The use of the grant money was “exclusively” for frontline employee payroll and benefits, and both grants and loans provided six months of furlough protection as well as collective bargaining protections. Additionally, the CARES Act included a prohibition on stock buybacks and executive compensation caps. This important victory helped stave off furloughs and bankruptcies, but the airline industry and the world would soon run into a new reality: the pandemic’s continued persistence.

As the PSP was set to expire on Sept. 30, 2020, both small and large airlines issued tens of thousands of federally mandated notices to employees under the Worker Adjustment and Retraining Notice (WARN) Act, with the industry facing significantly reduced passenger demand. After the failure of both large-scale and industry-specific packages due to partisan divisions, tens of thousands of airline employees were furloughed as their future, including that of nonfurloughed workers, hung in the balance.

After months of tug and pull, the Consolidated Appropriations Act, 2021 passed on Dec. 27, 2020, and would remain in effect through March 31, 2021. In addition to providing $15 billion in passenger airline PSP grants, the bill included the first-ever federal recall of private-sector industry employees over the objections of certain industry employers. As part of the recall, which was spearheaded by ALPA, airline employees were compensated for lost pay and benefits and restored to their rights and protections “as if such employees had not been involuntarily furloughed.”

With the second relief package nearing its end and the Biden administration taking office, Congress passed the American Rescue Plan, a $1.9 trillion package that included $14 billion for passenger airline payroll PSP, furlough prohibitions until Sept. 30, 2021, and an ALPA proposal to ensure that airlines maintain employment levels past that date until the exhaustion of all PSP funds. During consideration of the bill, numerous detrimental Senate amendments were proposed, including one that would have instituted a salary cap and frozen pilot pay at reduced 2020 levels through 2023. Due to ALPA’s advocacy, all amendments detrimental to pilots and the PSP failed to be considered, and the package passed intact with enhanced furlough protections.

If not for this unprecedented program, the airline industry would be in tatters; industry bankruptcies, including Chapter 7 liquidations, would be likely; cargo and passenger throughput would be irreparably harmed; and potentially hundreds of thousands of unemployed pilots and other airline employees would be unable to respond to the now-increasing demand for air travel. With vaccine distribution accelerating and a broader economic recovery on the horizon, air travel today would still be at a standstill, with airlines attempting to rehire furloughed pilots in a slow effort to rebuild the industry. Airline employees would have likely faced similar outcomes to those employees in other pandemic-sensitive industries, including workers in the food service, leisure, and hospitality fields.

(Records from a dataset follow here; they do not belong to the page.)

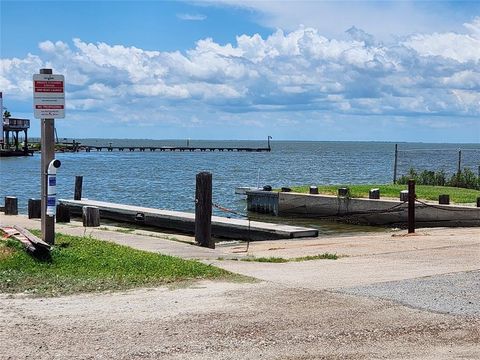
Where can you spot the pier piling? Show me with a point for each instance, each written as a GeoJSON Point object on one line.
{"type": "Point", "coordinates": [203, 210]}
{"type": "Point", "coordinates": [78, 188]}
{"type": "Point", "coordinates": [11, 205]}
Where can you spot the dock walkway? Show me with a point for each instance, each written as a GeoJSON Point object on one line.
{"type": "Point", "coordinates": [185, 222]}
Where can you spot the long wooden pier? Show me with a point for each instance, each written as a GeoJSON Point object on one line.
{"type": "Point", "coordinates": [171, 148]}
{"type": "Point", "coordinates": [185, 222]}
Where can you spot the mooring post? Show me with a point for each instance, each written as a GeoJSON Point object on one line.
{"type": "Point", "coordinates": [411, 206]}
{"type": "Point", "coordinates": [90, 216]}
{"type": "Point", "coordinates": [203, 210]}
{"type": "Point", "coordinates": [459, 169]}
{"type": "Point", "coordinates": [395, 162]}
{"type": "Point", "coordinates": [11, 205]}
{"type": "Point", "coordinates": [47, 155]}
{"type": "Point", "coordinates": [78, 188]}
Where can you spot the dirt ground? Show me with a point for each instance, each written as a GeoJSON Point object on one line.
{"type": "Point", "coordinates": [392, 297]}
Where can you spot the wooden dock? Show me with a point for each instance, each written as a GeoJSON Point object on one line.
{"type": "Point", "coordinates": [185, 222]}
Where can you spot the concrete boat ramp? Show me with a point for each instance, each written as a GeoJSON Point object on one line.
{"type": "Point", "coordinates": [185, 222]}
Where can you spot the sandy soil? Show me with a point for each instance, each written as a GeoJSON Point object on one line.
{"type": "Point", "coordinates": [230, 321]}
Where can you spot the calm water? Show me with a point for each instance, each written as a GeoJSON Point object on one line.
{"type": "Point", "coordinates": [167, 179]}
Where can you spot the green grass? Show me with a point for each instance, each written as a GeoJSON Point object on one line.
{"type": "Point", "coordinates": [425, 192]}
{"type": "Point", "coordinates": [284, 260]}
{"type": "Point", "coordinates": [83, 264]}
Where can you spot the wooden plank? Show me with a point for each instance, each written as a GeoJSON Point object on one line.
{"type": "Point", "coordinates": [13, 233]}
{"type": "Point", "coordinates": [185, 222]}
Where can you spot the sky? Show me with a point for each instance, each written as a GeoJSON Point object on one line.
{"type": "Point", "coordinates": [293, 70]}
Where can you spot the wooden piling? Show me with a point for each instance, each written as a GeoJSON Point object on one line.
{"type": "Point", "coordinates": [63, 213]}
{"type": "Point", "coordinates": [444, 199]}
{"type": "Point", "coordinates": [395, 164]}
{"type": "Point", "coordinates": [11, 205]}
{"type": "Point", "coordinates": [343, 192]}
{"type": "Point", "coordinates": [374, 194]}
{"type": "Point", "coordinates": [411, 206]}
{"type": "Point", "coordinates": [203, 210]}
{"type": "Point", "coordinates": [90, 216]}
{"type": "Point", "coordinates": [78, 188]}
{"type": "Point", "coordinates": [34, 208]}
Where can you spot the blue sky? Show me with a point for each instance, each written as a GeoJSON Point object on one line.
{"type": "Point", "coordinates": [313, 70]}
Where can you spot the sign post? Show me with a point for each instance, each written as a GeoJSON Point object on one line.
{"type": "Point", "coordinates": [48, 104]}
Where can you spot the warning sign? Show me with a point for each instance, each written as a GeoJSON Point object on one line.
{"type": "Point", "coordinates": [48, 96]}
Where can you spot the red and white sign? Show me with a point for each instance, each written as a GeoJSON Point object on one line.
{"type": "Point", "coordinates": [48, 96]}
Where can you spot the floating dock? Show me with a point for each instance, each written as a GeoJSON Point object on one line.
{"type": "Point", "coordinates": [172, 148]}
{"type": "Point", "coordinates": [222, 227]}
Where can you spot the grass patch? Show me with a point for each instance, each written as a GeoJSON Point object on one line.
{"type": "Point", "coordinates": [425, 192]}
{"type": "Point", "coordinates": [83, 264]}
{"type": "Point", "coordinates": [325, 256]}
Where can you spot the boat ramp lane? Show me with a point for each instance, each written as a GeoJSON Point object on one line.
{"type": "Point", "coordinates": [222, 227]}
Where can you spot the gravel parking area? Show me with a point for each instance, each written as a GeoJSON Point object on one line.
{"type": "Point", "coordinates": [457, 293]}
{"type": "Point", "coordinates": [212, 320]}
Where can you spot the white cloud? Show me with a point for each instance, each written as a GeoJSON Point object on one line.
{"type": "Point", "coordinates": [384, 19]}
{"type": "Point", "coordinates": [191, 17]}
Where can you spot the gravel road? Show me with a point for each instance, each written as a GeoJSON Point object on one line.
{"type": "Point", "coordinates": [457, 293]}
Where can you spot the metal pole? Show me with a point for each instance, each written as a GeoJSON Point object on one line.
{"type": "Point", "coordinates": [411, 206]}
{"type": "Point", "coordinates": [395, 165]}
{"type": "Point", "coordinates": [47, 155]}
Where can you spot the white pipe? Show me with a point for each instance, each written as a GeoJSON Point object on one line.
{"type": "Point", "coordinates": [52, 187]}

However, because of this novel program—which is the only industry-specific relief package that received three rounds of support from the federal government during the pandemic, the only one exclusively covering employee payroll, and the only one with specific collective bargaining protections—airlines, pilots, and the flying public are returning to the skies, and the horizon is looking bright.

This successful outcome is a testament to the tens of thousands of ALPA pilots who sent more than 130,000 letters to Capitol Hill urging support of the PSP and to ALPA’s labor allies, lasting relationships with pilot-partisan politicians, and ability to take lessons learned from the past and apply them to the present.